Project for the town of Chaux around the Arc-et-Senans saltworks.

Concern for housing low-income families has ancient origins. Two thousand years ago, Roman patricians built dwellings for their clients, the plebeians, who were lower-class citizens distinct from slaves.

In rural areas, when labor was abundant, farmers often provided housing for workers. The development of workers’ housing in France began more systematically in the mid-19th century, following the experiment of the Royal Saltworks of Arc-et-Senans, and later evolved into what became known as social housing.

In 1775, architect Claude-Nicolas Ledoux designed the Royal Saltworks of Arc-et-Senans, considered one of the first examples of industrial architecture. The complex included technical facilities, workers’ housing, and gardens, functioning as an integrated site where much of the working community resided.
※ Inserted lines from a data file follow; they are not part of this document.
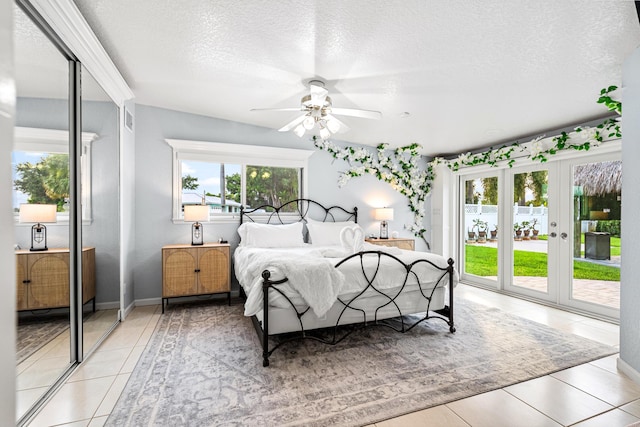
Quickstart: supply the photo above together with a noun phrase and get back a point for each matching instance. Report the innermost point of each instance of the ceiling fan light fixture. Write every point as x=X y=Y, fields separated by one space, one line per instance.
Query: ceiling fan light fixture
x=324 y=133
x=299 y=130
x=333 y=126
x=309 y=122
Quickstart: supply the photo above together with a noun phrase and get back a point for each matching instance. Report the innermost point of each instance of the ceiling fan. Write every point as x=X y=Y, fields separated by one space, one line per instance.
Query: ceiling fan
x=318 y=112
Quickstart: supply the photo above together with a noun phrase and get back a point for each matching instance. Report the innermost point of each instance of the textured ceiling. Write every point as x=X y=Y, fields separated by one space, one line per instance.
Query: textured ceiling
x=470 y=74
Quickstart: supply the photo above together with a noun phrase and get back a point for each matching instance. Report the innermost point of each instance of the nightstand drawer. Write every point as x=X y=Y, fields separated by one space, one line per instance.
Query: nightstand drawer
x=408 y=244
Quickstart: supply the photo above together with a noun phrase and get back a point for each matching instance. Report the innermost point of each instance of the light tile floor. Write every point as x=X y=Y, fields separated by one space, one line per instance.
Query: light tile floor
x=593 y=394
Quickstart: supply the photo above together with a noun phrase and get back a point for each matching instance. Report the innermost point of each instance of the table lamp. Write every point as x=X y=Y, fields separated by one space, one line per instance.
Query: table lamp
x=384 y=215
x=195 y=214
x=39 y=214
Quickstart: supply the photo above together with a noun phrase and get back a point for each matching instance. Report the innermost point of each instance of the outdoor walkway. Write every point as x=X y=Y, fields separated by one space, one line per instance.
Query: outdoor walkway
x=595 y=291
x=600 y=292
x=541 y=246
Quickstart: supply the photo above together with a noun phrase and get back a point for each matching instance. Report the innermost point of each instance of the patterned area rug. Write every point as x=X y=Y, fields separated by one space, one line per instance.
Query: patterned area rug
x=203 y=367
x=34 y=332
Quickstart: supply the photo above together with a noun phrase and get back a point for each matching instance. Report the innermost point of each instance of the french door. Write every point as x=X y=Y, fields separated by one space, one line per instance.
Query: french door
x=557 y=231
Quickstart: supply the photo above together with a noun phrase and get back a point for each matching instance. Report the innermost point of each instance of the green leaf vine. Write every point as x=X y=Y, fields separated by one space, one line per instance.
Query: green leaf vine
x=582 y=138
x=402 y=169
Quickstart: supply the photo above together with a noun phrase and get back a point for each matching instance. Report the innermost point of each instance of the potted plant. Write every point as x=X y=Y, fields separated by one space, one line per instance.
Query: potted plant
x=517 y=228
x=494 y=232
x=482 y=227
x=534 y=230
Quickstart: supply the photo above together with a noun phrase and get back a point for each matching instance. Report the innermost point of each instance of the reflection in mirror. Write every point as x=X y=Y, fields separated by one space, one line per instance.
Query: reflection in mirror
x=100 y=236
x=41 y=176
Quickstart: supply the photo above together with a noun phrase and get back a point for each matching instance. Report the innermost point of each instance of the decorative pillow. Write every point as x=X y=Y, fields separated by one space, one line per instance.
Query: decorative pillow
x=271 y=235
x=327 y=233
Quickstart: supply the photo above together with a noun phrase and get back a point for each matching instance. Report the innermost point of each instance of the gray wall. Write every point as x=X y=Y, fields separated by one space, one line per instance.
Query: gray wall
x=103 y=231
x=630 y=270
x=7 y=257
x=153 y=177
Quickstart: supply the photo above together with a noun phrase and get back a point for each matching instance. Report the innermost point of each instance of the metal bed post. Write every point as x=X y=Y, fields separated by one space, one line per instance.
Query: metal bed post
x=452 y=328
x=266 y=284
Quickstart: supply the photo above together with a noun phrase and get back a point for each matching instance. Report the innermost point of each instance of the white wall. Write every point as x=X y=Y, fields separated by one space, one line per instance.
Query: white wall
x=7 y=264
x=630 y=269
x=127 y=207
x=153 y=186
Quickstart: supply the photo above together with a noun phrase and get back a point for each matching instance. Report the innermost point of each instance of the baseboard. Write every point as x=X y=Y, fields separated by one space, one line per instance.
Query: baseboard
x=628 y=370
x=128 y=309
x=107 y=305
x=147 y=301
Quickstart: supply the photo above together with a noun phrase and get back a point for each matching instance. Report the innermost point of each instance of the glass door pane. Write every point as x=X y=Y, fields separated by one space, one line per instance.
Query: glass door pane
x=596 y=239
x=530 y=230
x=481 y=227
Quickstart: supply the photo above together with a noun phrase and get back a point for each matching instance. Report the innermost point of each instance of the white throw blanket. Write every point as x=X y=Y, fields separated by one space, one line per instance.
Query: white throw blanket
x=304 y=274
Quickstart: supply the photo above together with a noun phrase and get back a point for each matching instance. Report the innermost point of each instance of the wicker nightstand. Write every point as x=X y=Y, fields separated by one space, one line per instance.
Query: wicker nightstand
x=408 y=244
x=195 y=270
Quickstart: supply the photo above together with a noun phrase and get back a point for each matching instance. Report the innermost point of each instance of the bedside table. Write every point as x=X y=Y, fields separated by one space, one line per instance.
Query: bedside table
x=189 y=270
x=408 y=244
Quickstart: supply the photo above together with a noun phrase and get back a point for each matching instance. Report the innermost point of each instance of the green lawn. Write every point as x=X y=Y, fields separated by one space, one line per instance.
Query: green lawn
x=615 y=244
x=483 y=261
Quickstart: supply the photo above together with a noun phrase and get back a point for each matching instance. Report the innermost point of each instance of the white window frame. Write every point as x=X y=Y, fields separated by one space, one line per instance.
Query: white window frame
x=240 y=154
x=57 y=142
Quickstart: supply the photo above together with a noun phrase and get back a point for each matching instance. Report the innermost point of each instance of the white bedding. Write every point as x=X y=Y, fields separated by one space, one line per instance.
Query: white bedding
x=313 y=279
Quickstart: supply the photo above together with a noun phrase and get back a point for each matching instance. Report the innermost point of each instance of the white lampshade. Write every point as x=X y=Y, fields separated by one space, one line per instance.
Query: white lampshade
x=37 y=213
x=383 y=214
x=196 y=213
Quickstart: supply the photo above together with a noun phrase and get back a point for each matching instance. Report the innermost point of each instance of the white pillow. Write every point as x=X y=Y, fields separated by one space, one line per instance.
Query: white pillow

=== Consequences of the second cholera pandemic in Paris ===
The 18,602 deaths in Paris during the 1832 cholera outbreak, part of the second cholera pandemic (1826–1841), led physicians to investigate its causes. Alexandre Parent du Châtelet and Louis René Villermé attributed the spread to unsanitary and overcrowded housing among the poor. From this point, it was recognized that cholera was intensified by overcrowding and poverty rather than by soil or weather conditions.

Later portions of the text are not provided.